Wednesday, January 20, 2016

An Alcoholic Life


by Regina C.
Alcohol, booze, moonshine, liquid courage, in society these words usually bring to mind thoughts of a good time. They are often associated with bars, night clubs, parties, and fun nights with friends and strangers. On the surface it can seem like innocent fun, a couple of drinks after a day's work to unwind and relieve stress. For some people what starts as innocent fun can take a turn down a dark road.


Without realizing it, drinking to unwind after work can turn into drinking to celebrate a work success. Then you can start drinking to drown sorrows after a work defeat. Any emotion can be turned into an excuse to have a drink, or five. Life can turn into a blur of forgotten nights and hungover mornings.
This is what Pete Hamill's life became, after he was first introduced to the drink. Alcohol became a scapegoat for his problems. Instead of trying to fix relationships and solve problems he turned to drink.  He was cowardly. If he had problems with his father, he drank. If he disappointed his mother he drank. When he flunked out of school, he drank. Drinking became his buffer between the world and himself.

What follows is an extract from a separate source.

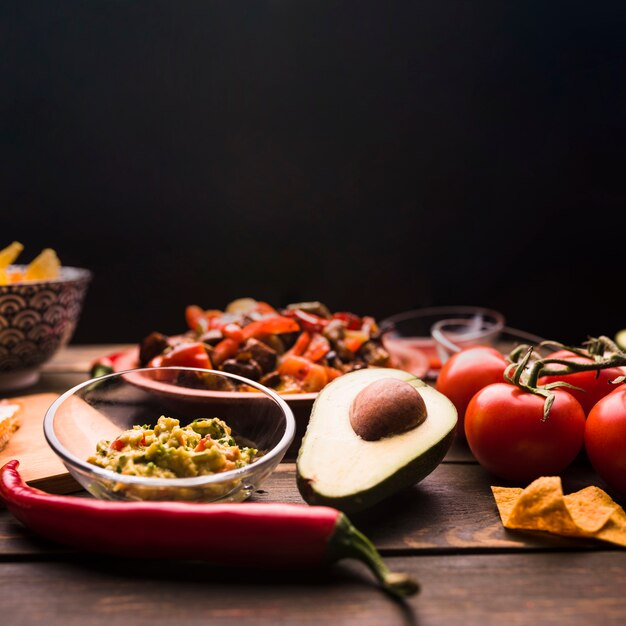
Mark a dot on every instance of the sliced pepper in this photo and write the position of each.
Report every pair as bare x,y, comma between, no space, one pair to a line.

Drinking split his personality. He called the two halves of himself the Good Boy and the Bad Boy. He tried to be the Good Boy as often as he could, but more often found himself playing the role of the Bad Boy. His life soon became only these roles. He was never himself, only the Good or the Bad.

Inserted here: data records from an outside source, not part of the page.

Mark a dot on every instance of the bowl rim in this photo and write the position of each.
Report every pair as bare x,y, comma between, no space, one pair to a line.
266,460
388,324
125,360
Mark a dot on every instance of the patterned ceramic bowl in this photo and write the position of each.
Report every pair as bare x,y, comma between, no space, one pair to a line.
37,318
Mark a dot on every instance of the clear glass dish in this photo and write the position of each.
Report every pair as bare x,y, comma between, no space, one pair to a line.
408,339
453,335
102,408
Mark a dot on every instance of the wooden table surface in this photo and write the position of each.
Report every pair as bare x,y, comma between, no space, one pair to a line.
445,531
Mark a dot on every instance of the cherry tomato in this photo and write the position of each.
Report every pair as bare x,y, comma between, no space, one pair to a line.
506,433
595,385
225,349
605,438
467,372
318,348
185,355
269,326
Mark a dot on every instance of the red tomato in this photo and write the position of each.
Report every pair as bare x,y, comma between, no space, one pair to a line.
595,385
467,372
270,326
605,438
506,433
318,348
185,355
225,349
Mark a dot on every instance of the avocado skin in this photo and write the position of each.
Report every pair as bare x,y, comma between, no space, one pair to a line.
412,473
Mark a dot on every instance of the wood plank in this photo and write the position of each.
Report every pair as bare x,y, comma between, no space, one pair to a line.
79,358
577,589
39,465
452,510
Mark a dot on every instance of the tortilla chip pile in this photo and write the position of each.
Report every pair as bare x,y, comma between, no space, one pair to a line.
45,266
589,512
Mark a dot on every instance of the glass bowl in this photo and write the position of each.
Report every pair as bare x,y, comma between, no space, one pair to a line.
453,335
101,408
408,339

His life grew to have no meaning. His relationships were rocky, his health shot, his jobs constantly changing, and his sense of self gone, all because of drinking. The smartest decision he ever made in his life was to put down his glass.
He cut alcohol out of his life cold turkey,and he began to face his problems. Nothing was fixed right away, for drinking didn't cause his problems, it only hid them from him and made everything seem okay. But slowly but surely after he quit, he began to make his way slowly out of the rabbit hole he had tumbled down.
Reading this memoir taught me more things than I thought it would. It taught me that no matter what you can't run from your problems, and though you may start off on the wrong path you can find your way back to where you went astray.